Have you noticed? The winds are shifting for the registrant community. One solid example of that is the recent federal court decision in Georgia that determined that the three registrant plaintiffs have paid their debt to society and are both rehabilitated and leading productive lives.
In that decision, the court went on to assist registrants by shifting the burden of proof to the government to show that the registrants pose a current danger to society. And then the court found that the government failed to meet that burden. In fact, the court noted that the government did not provide “any specific information or data indicating that the Plaintiffs pose (any type of) a risk”.
Without a doubt, this is great reasoning and language which supports our cause and should be used by attorneys in future lawsuits. For this is the time to shift from defense to offense.
What do I mean by that? I mean that it is time that we need to move the line of scrimmage toward our goal line. Specifically, we need to challenge laws that are based upon emotion, not facts.

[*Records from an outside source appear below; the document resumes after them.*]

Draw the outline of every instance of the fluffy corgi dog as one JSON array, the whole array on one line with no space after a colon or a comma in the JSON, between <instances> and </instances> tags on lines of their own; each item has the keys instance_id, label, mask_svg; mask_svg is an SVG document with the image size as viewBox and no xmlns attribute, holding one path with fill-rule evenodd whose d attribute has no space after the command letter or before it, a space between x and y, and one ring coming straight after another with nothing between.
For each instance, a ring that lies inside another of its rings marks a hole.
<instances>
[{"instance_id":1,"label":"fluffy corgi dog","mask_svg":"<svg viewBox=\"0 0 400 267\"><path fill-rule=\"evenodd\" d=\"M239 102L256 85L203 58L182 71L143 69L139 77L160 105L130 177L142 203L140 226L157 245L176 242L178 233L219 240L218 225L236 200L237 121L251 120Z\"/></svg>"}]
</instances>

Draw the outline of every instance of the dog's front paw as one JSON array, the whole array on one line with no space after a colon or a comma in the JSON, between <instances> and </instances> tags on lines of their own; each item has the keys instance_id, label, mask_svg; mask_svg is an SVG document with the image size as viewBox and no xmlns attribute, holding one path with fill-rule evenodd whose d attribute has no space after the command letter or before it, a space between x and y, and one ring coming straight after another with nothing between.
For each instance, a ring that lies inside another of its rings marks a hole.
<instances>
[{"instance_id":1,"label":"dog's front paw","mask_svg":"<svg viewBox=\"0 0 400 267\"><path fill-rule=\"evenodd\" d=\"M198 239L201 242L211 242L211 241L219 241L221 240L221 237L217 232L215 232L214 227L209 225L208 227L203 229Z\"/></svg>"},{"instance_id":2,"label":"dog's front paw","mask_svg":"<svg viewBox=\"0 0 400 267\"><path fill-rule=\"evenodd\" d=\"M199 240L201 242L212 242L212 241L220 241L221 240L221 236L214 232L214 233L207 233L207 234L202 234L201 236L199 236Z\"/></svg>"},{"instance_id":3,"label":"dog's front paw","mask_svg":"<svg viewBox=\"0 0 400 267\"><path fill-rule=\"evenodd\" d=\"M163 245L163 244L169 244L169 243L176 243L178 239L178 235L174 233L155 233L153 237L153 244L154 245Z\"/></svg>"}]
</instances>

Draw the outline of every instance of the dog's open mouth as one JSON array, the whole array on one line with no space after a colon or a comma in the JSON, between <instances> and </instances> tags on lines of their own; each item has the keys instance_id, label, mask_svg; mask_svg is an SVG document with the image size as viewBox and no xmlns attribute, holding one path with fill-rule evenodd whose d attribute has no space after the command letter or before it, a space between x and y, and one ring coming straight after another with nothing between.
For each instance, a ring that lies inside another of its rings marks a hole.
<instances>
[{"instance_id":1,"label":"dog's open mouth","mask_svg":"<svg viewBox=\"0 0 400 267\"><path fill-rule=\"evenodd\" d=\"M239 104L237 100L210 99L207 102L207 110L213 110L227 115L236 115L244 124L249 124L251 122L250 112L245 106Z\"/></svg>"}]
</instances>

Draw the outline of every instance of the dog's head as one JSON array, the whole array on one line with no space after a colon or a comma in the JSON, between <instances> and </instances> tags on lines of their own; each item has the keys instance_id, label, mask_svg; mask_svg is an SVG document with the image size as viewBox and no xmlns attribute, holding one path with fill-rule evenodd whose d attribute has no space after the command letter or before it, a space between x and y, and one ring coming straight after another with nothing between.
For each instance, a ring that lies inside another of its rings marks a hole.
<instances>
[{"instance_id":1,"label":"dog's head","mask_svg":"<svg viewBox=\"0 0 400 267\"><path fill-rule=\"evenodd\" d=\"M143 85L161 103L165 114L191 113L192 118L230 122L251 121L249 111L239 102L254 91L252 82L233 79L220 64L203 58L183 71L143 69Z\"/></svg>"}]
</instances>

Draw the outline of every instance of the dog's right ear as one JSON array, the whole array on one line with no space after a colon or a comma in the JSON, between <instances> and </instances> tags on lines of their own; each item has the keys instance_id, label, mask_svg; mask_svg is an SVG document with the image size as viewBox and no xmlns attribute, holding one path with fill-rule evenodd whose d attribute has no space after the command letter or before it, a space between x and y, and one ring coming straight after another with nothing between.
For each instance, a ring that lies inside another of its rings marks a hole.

For example, the California state legislature recently passed a bill, signed by the Governor, that would allow individuals convicted of a felony to serve on a jury. Just before the bill was passed, however, the legislature created an exception that prohibits anyone convicted of a felony sex offense from serving as a juror.
What were they thinking? Or perhaps they were not thinking at all. For this is absolutely no background information about this amendment in the bill’s legislative history. Which means that the amendment was a political compromise and not based on fact. Therefore, the new law is ripe for a legal challenge and that is what is about to happen in Los Angeles Superior Court….the same court where the County Registrar’s decision to exclude all registrants from serving as poll workers is already being challenged.
There are many more examples in many different states where attorneys are challenging the status quo. For example, attorney Miriam Auckerman continues her battle to overturn registration laws in Michigan. And attorney Paul Dubbeling continues to challenge GPS requirements in North Carolina. Further, attorney Adele Nicholas continues to challenge residency restrictions in Illinois. And finally, attorney Mark Yurachek is preparing a challenge to Georgia laws that limit where registrants can visit, work and live.
The breadth and depth of our attorney bench is growing and that is cause to celebrate! For together, we can move the line of scrimmage away from the punishment of the past toward our goal line where the registry in every state is significantly reduced to only those who pose a current danger and no registry is available online.